Re: database must be vacuumed with transactions - Mailing list pgsql-admin

From Dave Johansen
Subject Re: database must be vacuumed with transactions
Date
Msg-id CAAcYxUcK+=v_t_R_9XwP1Ju+MJONAbSTReEwFx3mSXXn=h8psQ@mail.gmail.com
Whole thread Raw
In response to Re: database must be vacuumed with transactions  (Keith <keith@keithf4.com>)
List pgsql-admin
On Thu, Jun 25, 2015 at 6:39 PM, Keith <keith@keithf4.com> wrote:
On Thu, Jun 25, 2015 at 8:57 PM, Dave Johansen <davejohansen@gmail.com> wrote:
On Thu, Jun 25, 2015 at 2:23 PM, Keith <keith@keithf4.com> wrote:
On Thu, Jun 25, 2015 at 2:42 PM, Dave Johansen <davejohansen@gmail.com> wrote:
On Thu, Jun 25, 2015 at 11:38 AM, John Scalia <jayknowsunix@gmail.com> wrote:
The pg_stat_activity table will show you which processes are doing what, and you'll be able to see their process ID from the O/S. That might help you.

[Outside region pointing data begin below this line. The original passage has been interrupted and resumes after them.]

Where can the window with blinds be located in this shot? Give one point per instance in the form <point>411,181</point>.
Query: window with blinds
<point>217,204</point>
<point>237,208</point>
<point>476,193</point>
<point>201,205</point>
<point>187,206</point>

Yes, but I need to see which process ID is doing a TON of small transactions which is causing the XID to increment at an unexpectedly high rate and so my question is "if there's a way for me to get the XID for every connection/query?".

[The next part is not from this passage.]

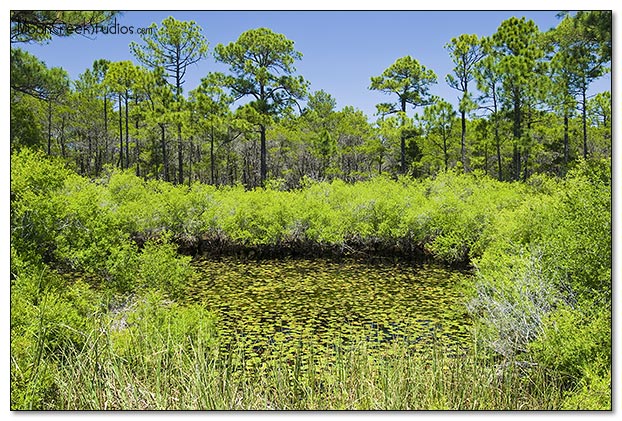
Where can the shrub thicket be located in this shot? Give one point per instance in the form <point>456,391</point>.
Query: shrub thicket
<point>541,251</point>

Look at the log_line_prefix options. To get everything you're looking for to try and identify where this is coming from look at using at a minimum: %p, %r, %m, %x, %u, %d

http://www.postgresql.org/docs/8.4/static/runtime-config-logging.html#GUC-LOG-LINE-PREFIX

We found the source of the issue. It's a function that we're using to all a table to be populated from multiple processes. You can see the details here:
http://www.postgresql.org/message-id/CAAcYxUf9o3NpiKaHdeShO_iJjm92314eX6ko0JvJidmksutkJg@mail.gmail.com

Any ideas on how we could handle this with causing it to increment the XID?

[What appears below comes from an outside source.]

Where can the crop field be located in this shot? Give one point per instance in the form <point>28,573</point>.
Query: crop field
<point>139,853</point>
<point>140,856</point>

Not sure on how to avoid the xid increment on this. I doubt this can be avoided, but hopefully someone else can respond to your other email with a more definitive answer.

I think it would be nice to make Postgres not increment the XID in this situation, if it hasn't been fixed already,
 
What I would recommend instead in the mean time to help deal with the XID issue is some close monitoring of your current txid vs the autovacuum_max_freeze_age. And get some sort of externally scheduled job to more aggressively vacuum the database based on that. And if you have any static, unwritten tables, you definitely want to VACUUM FREEZE these to avoid the txid building on them. The check_postgres script (https://bucardo.org/wiki/Check_postgres) has this monitoring available as an option. Or if you can't use it, you can at least look at its source code and get the queries it uses and incorporate it into your monitoring solution.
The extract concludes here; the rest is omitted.